Antonia était de retour depuis une semaine au rancho de la Ventana : c’était grâce au dévouement des Peaux-Rouges qu’elle devait la joie de se retrouver dans sa chère demeure. Les Indiens, se relayant à tour de rôle, lui avaient fait franchir commodément, dans une espèce de litière industrieusemeht improvisée, l’énorme distance qui la séparait de la ferme.

Deux anciennes connaissances du lecteur, le Mexicain Panocha et le Canadien Grandjean, se promenaient ensemble en causant dans le jardin frais et embaumé du rancho. Panocha était vêtu de deuil : toutefois une passementerie d’un rouge éclatant promenait des lignes inextricables sur sa veste et sur sa calzonera ; le deuil de l’hidalgo provenait de la certitude qu’il avait de la mort de la comtesse d’Ambron ; quant aux dessins rouges qui tranchaient sur le fond noir de son habillement, ils prouvaient que si le Mexicain avait consenti à être triste, il n’avait pu se résigner à cesser d’être séduisant.

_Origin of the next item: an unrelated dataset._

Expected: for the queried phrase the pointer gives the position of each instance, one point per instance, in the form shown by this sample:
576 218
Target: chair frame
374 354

— Pourquoi diable ! lui demanda Grandjean, marches-tu donc si vite chaque fois que nous passons devant cette allée ? On dirait que tu as peur !…

— Moi, peur, seigneurie ! Et pourquoi donc aurais-je peur ? balbutia le Mexicain, dont le visage devint verdâtre.

— Dame ! je l’ignore. Entrons donc dans cette allée, Panocha.

Cette proposition parut causer à l’hidalgo une répulsion profonde ; mais, se voyant observé par son compagnon :

— Eh bien ! entrons ! répondit-il en affectant une indifférence que démentait le tremblement de sa voix.

— Tiens ! qu’est-ce ceci ? demanda le Canadien après avoir fait quelques pas.

— Quoi ! ceci ? répéta Panocha en se reculant avec un effroi visible.

Grandjean lui indiqua du doigt un monticule de terre recouvert d’une herbe jeune et verte, qui s’élevait au milieu d’une plate-bande de fleurs déracinées.

— Ceci, reprit l’hidalgo de plus en plus ému… eh bien ! c’est de la terre !..

— Une drôle de forme ! murmura Grandjean… On dirait…

Le Mexicain ne lui laissa pas achever sa phrase.

— Allons-nous-en, s’écria-t-il avec une incroyable vivacité.

Grandjean n’opposa aucune objection au désir si énergiquement formulé et si peu motivé de son compagnon, et le suivit en silence.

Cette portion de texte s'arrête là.